She was again flesh and blood, but still saw infinity reflected in the two dark eyes looking back at her.
Two eyes seeing infinity in hers.
She smelled a thousand earthy scents blending together and recognized the unique scent of the forest. A scent she instinctively knew she loved.
And the grass…she felt it tickling her nude back and heard the murmurs of nature, the calling of a night owl.
There were other sounds too, sounds of coupling, which she heard coming closer and closer.
So close that she realized that she was producing them, at least in part.
There was a man over her chanting the ancient melody with her, claiming her for himself and giving himself to her.
The man was nude too and sweat slid between their bodies as he sweetly, pleasantly rocked against her, seeking in her moist warmth the only home he had ever known.
The man didn't look anything like Michael, but she felt that it couldn't be anyone but him.
No one but him.
He was about to say her name, but before she could hear it or read it on his lips, everything vanished and she was lost and alone in the deepest darkness aching for the Promised Land she had just glimpsed.
Then in the darkness a mirror appeared and she went to it, listening to its obscure call.
The woman mirrored there was her but at the same time wasn't her.

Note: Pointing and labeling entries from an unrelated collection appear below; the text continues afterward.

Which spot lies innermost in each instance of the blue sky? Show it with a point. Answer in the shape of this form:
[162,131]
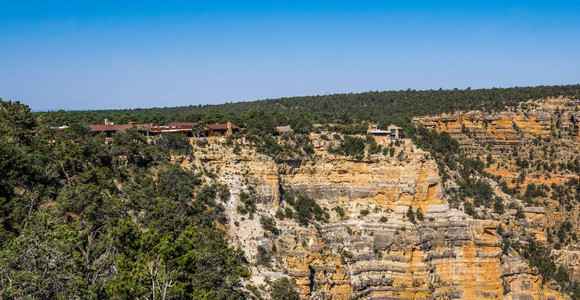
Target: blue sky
[125,54]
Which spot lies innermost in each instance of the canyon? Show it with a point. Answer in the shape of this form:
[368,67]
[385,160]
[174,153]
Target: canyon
[374,249]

She was dressed like she was from another epoch and the hair piled on the top of her head was a dark honey blonde instead of Nikita's almost white locks. She smiled, Nikita Wolfe's smile on her face, and mouthed at her from the mirror:
''There's a time for every purpose.''
The whisper of her alter ego seemed to materialize beyond the mirror and echo a thousand times in the darkness getting stronger.
Deafening her.
Then Nikita Wolfe awoke to the commanding tone of her alarm clock.

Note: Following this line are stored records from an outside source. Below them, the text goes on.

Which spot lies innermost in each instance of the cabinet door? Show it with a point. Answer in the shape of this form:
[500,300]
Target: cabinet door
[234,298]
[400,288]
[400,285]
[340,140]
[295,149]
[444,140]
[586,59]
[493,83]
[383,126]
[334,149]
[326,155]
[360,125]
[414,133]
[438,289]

It took her a while to comprehend that it had been a dream and that this was her true form. It had all seemed so real. She could still smell the forest. The smell had seeped from her dreams. No, it had been more like a psychic perception. The woman in the mirror had been her in another lifetime.
Her alter ego was trying to show her something.
But if it was so, then something else must have triggered their contact. Nikita tried to recall if she had done anything extraordinary last night.
''Oh, fuck!'' she exclaimed, bringing her hands up to cover her face.
Saying it out loud almost made her feel better.
Last night she had kissed Michael. An act of drunken bravado.
Astonishingly, Michael had kissed her back.
How on earth would she face him today?
Chapter 10
The same morning, approximately at the same hour, Seymour Birkoff awoke in a bed that wasn't his. He didn't immediately grasp where he was, but his nakedness was a fresh reminder of how he spent the previous night.
Covering his chest with the sheets previously tangled about his legs, he looked around and saw that he was alone.
There was no trace of the girl who owned the little apartment he had spent the night in, but at least he more or less recognized her bedroom.
He was embarrassed and more than a little ashamed to find that he had been too preoccupied with other things last night to really remember any significant details about the room.
Since his clothing seemed to have disappeared along with Ginger, he took advantage of his solitude to assess the place he was rather than giving free reign to his discomfort.
There were many stuffed animals, thick university textbooks occupied the white writing desk to his right, and right before him was a life-size poster of a relatively famous musical group. 'The Whits' was written in cubical characters above the image.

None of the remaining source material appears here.